From 8b34ae2c2ac7af0647c8aa5c0ad135f0eae42cdc Mon Sep 17 00:00:00 2001
From: Michael Stapelberg <michael@stapelberg.de>
Date: Sun, 10 Oct 2010 22:30:46 +0200
Subject: [PATCH] Bugfix: fix regexp for detecting filename in Content-Disposition header

In a message written in some Microsoft mail program (the only header is
"X-MimeOLE: Produced By Microsoft Exchange V6.5"), the filename part of
the Content-Disposition header spans multiple lines (due to the filename
being very long and encoded in base64 due to the use of UTF-8):

Content-Disposition: attachment;
        filename="=?utf-8?B?VGFnIGRlciBPZmZlbmVuIFTDvHIgZGVzIFByb2pla3Rl?=
        =?utf-8?B?cyBMZXJucGF0ZW5zY2hhZnRlbiBpbSBFbW1lcnRzZ3I=?=
        =?utf-8?B?dW5kLmRvY3g=?="

The previous regexp did not properly match the whole string, but only the
first line. This is fixed by adding the 'm' option (to match newlines as
characters) and using \z instead of $ ("end of string" instead of "end of
line").

The same fix is also applied to the Content-Type header one line below.
---
 lib/sup/message.rb |    8 +++++---
 1 files changed, 5 insertions(+), 3 deletions(-)
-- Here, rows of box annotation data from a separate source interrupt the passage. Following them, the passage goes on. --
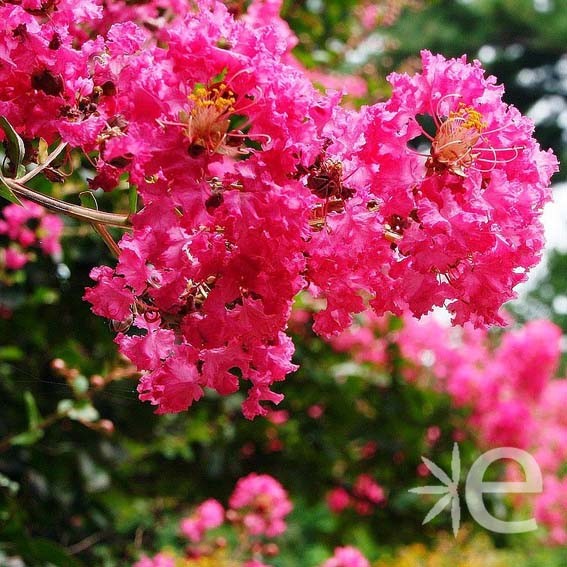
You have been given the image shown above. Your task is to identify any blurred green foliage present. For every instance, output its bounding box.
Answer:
[0,0,567,567]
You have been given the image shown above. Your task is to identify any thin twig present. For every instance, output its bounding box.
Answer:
[0,412,63,453]
[4,177,131,228]
[18,142,67,185]
[92,222,120,258]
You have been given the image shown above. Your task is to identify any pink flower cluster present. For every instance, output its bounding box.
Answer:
[134,473,376,567]
[0,0,557,418]
[0,201,63,270]
[229,473,292,537]
[135,473,292,567]
[332,314,567,545]
[321,546,370,567]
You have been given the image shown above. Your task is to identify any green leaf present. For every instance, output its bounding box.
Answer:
[24,391,41,430]
[79,191,98,210]
[57,400,100,423]
[10,429,43,446]
[18,538,83,567]
[0,116,26,171]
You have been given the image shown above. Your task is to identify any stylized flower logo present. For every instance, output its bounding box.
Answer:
[409,443,461,537]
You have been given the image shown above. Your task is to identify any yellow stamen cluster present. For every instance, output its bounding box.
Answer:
[449,102,486,133]
[189,83,236,116]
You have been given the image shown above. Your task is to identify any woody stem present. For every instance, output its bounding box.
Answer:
[4,177,131,228]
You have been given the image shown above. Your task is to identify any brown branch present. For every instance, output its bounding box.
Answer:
[4,177,131,228]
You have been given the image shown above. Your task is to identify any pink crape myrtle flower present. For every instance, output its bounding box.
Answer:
[326,486,352,514]
[134,553,175,567]
[0,201,63,270]
[0,0,557,419]
[180,498,224,543]
[321,546,370,567]
[229,473,292,537]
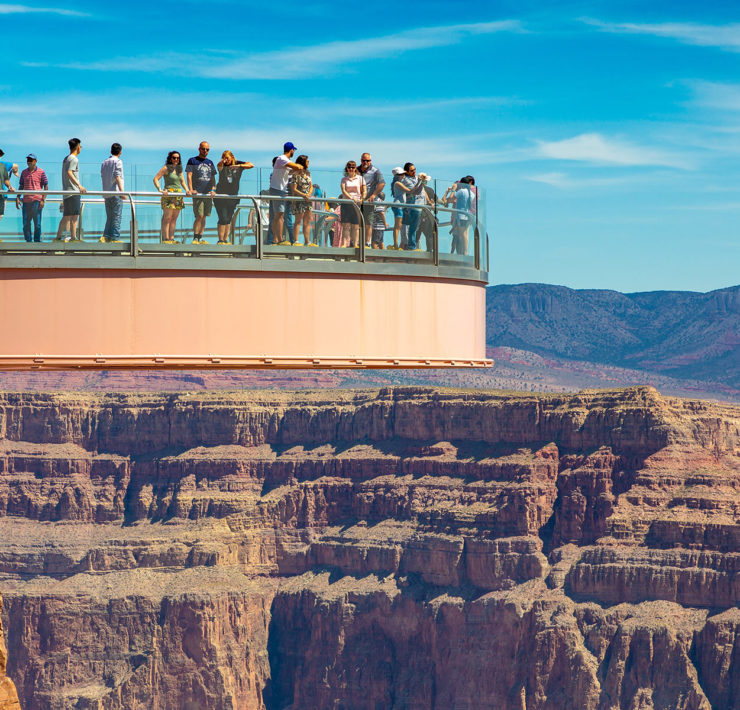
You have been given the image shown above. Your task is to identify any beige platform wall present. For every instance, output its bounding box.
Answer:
[0,269,486,367]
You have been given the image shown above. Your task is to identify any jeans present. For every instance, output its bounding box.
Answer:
[21,200,44,242]
[265,187,293,244]
[403,209,421,250]
[103,197,123,240]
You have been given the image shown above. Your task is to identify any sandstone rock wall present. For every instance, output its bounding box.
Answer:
[0,388,740,710]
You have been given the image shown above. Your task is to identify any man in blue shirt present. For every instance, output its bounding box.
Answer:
[185,141,216,244]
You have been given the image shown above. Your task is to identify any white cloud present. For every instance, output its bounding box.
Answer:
[538,133,690,169]
[580,17,740,52]
[527,172,634,190]
[0,4,90,17]
[688,81,740,111]
[33,20,524,79]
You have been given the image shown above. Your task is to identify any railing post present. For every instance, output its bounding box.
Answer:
[125,192,139,259]
[77,202,85,242]
[249,197,262,259]
[356,200,365,263]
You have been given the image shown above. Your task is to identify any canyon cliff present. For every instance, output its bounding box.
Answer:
[0,388,740,710]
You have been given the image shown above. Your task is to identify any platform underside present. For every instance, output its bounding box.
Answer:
[0,269,492,370]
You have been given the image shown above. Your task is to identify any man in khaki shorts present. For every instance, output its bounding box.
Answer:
[185,141,216,244]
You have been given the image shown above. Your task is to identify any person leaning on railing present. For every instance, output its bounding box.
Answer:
[15,153,49,242]
[100,143,126,242]
[442,175,474,256]
[340,160,367,248]
[154,150,188,244]
[288,155,318,247]
[397,163,427,251]
[214,150,254,244]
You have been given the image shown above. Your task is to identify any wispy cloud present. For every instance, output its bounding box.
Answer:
[31,20,524,79]
[687,81,740,112]
[0,4,90,17]
[580,17,740,52]
[538,133,691,169]
[527,172,634,190]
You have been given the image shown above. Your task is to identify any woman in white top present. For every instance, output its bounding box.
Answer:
[341,160,367,248]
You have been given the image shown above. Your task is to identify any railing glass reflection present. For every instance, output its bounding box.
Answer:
[0,165,488,272]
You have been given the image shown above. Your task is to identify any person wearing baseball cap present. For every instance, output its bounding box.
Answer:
[270,141,303,244]
[15,153,49,242]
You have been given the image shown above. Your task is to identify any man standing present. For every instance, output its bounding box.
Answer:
[270,141,303,244]
[359,153,385,247]
[100,143,126,242]
[0,149,18,177]
[15,153,49,242]
[185,141,216,244]
[0,150,18,229]
[54,138,87,242]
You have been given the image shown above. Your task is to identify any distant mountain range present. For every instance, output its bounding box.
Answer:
[0,284,740,402]
[486,284,740,389]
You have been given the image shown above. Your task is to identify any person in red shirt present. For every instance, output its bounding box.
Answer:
[15,153,49,242]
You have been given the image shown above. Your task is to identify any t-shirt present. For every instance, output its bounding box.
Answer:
[185,155,216,195]
[62,155,80,192]
[18,167,49,202]
[216,165,244,195]
[100,155,123,192]
[401,175,427,205]
[270,153,291,192]
[342,175,363,202]
[360,165,385,199]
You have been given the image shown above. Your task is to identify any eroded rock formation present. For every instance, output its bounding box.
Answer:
[0,388,740,710]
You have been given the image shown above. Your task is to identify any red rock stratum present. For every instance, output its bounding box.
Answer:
[0,388,740,710]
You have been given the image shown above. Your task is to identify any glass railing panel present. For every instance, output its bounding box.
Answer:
[0,161,487,276]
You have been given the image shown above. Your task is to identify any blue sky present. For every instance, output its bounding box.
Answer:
[0,0,740,291]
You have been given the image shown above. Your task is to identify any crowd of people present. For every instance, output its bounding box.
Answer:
[0,138,478,254]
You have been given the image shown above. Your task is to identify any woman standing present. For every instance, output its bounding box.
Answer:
[290,155,317,247]
[388,167,406,249]
[154,150,188,244]
[214,150,254,244]
[340,160,367,248]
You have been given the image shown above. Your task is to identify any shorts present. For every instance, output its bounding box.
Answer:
[269,187,288,214]
[193,197,213,217]
[290,200,311,215]
[160,187,185,210]
[342,205,360,224]
[62,195,82,217]
[215,197,239,225]
[362,202,375,227]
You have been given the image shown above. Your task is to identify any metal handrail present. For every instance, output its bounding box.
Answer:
[2,190,488,271]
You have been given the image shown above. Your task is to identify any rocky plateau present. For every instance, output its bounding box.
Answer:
[0,387,740,710]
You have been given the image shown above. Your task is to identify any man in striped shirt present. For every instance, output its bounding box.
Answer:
[15,153,49,242]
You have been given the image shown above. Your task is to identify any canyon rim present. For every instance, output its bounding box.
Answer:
[0,387,740,710]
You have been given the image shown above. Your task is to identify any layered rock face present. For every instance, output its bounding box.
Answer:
[0,388,740,710]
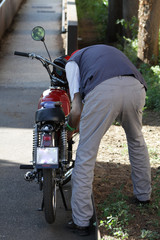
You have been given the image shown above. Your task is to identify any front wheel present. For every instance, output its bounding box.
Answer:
[43,169,56,224]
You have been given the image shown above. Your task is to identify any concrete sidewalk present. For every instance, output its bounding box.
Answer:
[0,0,95,240]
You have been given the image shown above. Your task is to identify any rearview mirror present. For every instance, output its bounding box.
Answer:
[31,26,45,41]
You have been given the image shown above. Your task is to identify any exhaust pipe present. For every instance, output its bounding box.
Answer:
[24,172,36,182]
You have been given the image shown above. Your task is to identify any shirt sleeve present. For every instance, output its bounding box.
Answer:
[65,61,80,100]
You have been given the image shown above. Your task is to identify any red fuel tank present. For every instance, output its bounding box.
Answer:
[38,88,70,116]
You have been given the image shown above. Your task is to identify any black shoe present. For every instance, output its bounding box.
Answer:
[67,220,89,236]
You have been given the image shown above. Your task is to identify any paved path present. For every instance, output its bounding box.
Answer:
[0,0,95,240]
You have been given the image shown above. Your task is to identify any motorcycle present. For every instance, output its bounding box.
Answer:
[14,26,76,224]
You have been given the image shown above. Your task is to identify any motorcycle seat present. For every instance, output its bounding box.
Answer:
[35,107,65,123]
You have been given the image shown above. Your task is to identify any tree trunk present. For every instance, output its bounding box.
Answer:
[107,0,123,43]
[137,0,160,65]
[123,0,139,38]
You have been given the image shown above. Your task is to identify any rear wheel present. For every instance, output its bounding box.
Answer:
[43,169,56,224]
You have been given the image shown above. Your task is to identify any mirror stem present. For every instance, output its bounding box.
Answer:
[43,41,52,62]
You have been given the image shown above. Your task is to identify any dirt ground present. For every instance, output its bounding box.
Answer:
[93,112,160,240]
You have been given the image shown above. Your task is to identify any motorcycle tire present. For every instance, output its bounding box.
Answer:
[43,169,56,224]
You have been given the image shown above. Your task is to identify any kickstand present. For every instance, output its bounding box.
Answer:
[59,184,68,211]
[38,198,44,211]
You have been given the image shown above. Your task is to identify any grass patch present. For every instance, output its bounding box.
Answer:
[98,170,160,240]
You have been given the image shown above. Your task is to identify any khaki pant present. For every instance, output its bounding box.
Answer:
[71,76,151,226]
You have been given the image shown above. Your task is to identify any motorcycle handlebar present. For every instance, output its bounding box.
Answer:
[14,51,65,72]
[14,51,29,57]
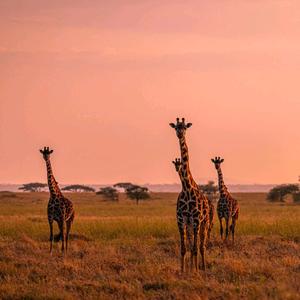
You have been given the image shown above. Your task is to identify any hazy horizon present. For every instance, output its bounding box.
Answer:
[0,0,300,184]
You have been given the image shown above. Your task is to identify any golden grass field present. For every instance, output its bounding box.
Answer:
[0,192,300,299]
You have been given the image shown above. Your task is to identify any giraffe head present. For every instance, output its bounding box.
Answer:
[211,156,224,170]
[40,147,53,160]
[172,158,182,172]
[170,118,192,139]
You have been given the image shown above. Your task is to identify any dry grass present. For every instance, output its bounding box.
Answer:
[0,193,300,299]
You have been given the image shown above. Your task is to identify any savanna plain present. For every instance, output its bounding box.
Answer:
[0,192,300,299]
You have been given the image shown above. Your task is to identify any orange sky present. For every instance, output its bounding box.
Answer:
[0,0,300,183]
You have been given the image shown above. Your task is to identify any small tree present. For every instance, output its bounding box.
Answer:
[267,184,299,202]
[18,182,47,192]
[199,180,218,195]
[293,193,300,203]
[96,186,119,201]
[114,182,133,191]
[126,185,150,205]
[199,180,218,201]
[62,184,95,192]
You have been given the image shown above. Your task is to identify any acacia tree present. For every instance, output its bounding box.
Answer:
[96,186,119,201]
[62,184,95,192]
[199,180,218,195]
[267,184,299,202]
[18,182,47,192]
[126,184,150,205]
[114,182,133,191]
[199,180,218,201]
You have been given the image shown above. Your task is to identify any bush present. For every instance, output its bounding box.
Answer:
[267,184,299,202]
[293,193,300,203]
[96,186,119,201]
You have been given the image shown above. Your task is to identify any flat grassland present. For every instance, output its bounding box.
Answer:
[0,192,300,299]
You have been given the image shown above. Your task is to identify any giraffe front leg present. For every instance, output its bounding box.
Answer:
[178,223,186,273]
[219,217,223,240]
[230,216,236,244]
[193,220,200,271]
[66,219,72,253]
[200,219,209,271]
[225,217,229,241]
[186,225,193,271]
[59,220,66,256]
[48,220,53,254]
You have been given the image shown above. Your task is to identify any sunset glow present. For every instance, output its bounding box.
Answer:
[0,0,300,184]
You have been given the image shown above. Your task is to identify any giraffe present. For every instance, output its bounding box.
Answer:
[170,118,209,272]
[172,158,215,244]
[211,157,239,243]
[40,147,75,255]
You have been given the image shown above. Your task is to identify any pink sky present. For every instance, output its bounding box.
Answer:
[0,0,300,183]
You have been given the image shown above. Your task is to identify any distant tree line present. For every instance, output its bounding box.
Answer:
[18,182,48,192]
[96,182,150,205]
[267,184,300,203]
[62,184,95,193]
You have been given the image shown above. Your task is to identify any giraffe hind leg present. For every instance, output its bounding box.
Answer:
[192,220,200,271]
[49,220,53,254]
[59,220,65,255]
[225,217,229,240]
[230,216,236,244]
[178,224,186,273]
[66,219,73,253]
[200,219,209,271]
[219,217,223,240]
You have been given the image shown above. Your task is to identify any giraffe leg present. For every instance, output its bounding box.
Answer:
[230,216,236,244]
[178,224,186,273]
[200,219,210,271]
[66,219,72,253]
[219,217,223,240]
[59,220,66,256]
[193,220,200,271]
[225,217,229,240]
[49,220,53,254]
[186,225,193,271]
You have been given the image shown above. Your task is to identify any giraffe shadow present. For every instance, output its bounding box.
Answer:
[42,233,92,243]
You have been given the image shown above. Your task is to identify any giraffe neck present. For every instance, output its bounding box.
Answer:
[46,158,62,198]
[179,137,198,188]
[217,167,227,195]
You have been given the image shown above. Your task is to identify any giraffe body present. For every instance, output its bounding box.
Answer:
[212,157,239,242]
[170,118,209,271]
[40,147,75,254]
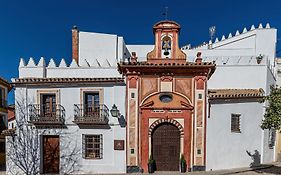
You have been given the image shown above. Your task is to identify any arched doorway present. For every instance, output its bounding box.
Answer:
[152,122,180,171]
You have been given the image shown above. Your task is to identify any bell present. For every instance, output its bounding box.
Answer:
[164,50,170,56]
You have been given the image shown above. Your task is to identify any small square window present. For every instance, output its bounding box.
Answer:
[82,135,103,159]
[131,92,135,98]
[231,114,241,132]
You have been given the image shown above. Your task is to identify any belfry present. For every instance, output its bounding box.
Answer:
[118,20,216,172]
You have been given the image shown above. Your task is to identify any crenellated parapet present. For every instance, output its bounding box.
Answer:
[181,23,273,50]
[19,57,120,78]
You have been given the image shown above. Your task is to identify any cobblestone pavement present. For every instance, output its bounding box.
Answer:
[235,163,281,175]
[0,162,281,175]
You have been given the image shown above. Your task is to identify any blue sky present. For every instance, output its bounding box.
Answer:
[0,0,281,103]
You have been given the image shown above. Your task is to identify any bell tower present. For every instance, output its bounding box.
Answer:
[147,20,186,63]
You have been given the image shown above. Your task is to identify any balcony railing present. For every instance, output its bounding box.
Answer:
[28,104,65,125]
[0,98,8,108]
[74,104,109,125]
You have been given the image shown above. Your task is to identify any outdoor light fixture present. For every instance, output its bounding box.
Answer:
[110,104,120,118]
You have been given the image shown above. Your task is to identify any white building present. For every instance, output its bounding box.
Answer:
[7,20,277,174]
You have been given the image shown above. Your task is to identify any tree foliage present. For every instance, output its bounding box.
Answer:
[261,86,281,130]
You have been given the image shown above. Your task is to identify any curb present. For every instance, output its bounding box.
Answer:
[214,165,273,175]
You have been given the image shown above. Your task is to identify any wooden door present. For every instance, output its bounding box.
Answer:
[152,123,180,171]
[43,136,60,174]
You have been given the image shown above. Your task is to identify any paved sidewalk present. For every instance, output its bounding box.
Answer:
[0,162,281,175]
[119,162,281,175]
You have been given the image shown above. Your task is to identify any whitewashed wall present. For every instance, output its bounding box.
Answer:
[206,102,263,170]
[8,85,126,174]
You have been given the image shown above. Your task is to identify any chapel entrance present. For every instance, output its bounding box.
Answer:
[152,122,180,171]
[43,136,60,174]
diff --git a/lib/sup/message.rb b/lib/sup/message.rb
index 69669bd..cf0e505 100644
--- a/lib/sup/message.rb
+++ b/lib/sup/message.rb
@@ -475,10 +475,12 @@ private
       end
     else
       filename =
-        ## first, paw through the headers looking for a filename
-        if m.header["Content-Disposition"] && m.header["Content-Disposition"] =~ /filename="?(.*?[^\\])("|;|$)/
+        ## first, paw through the headers looking for a filename.
+        ## RFC 2183 (Content-Disposition) specifies that disposition-parms are
+        ## separated by ";". So, we match everything up to " and ; (if present).
+        if m.header["Content-Disposition"] && m.header["Content-Disposition"] =~ /filename="?(.*?[^\\])("|;|\z)/m
           $1
-        elsif m.header["Content-Type"] && m.header["Content-Type"] =~ /name="?(.*?[^\\])("|;|$)/i
+        elsif m.header["Content-Type"] && m.header["Content-Type"] =~ /name="?(.*?[^\\])("|;|\z)/im
           $1
 
         ## haven't found one, but it's a non-text message. fake
-- 
1.7.1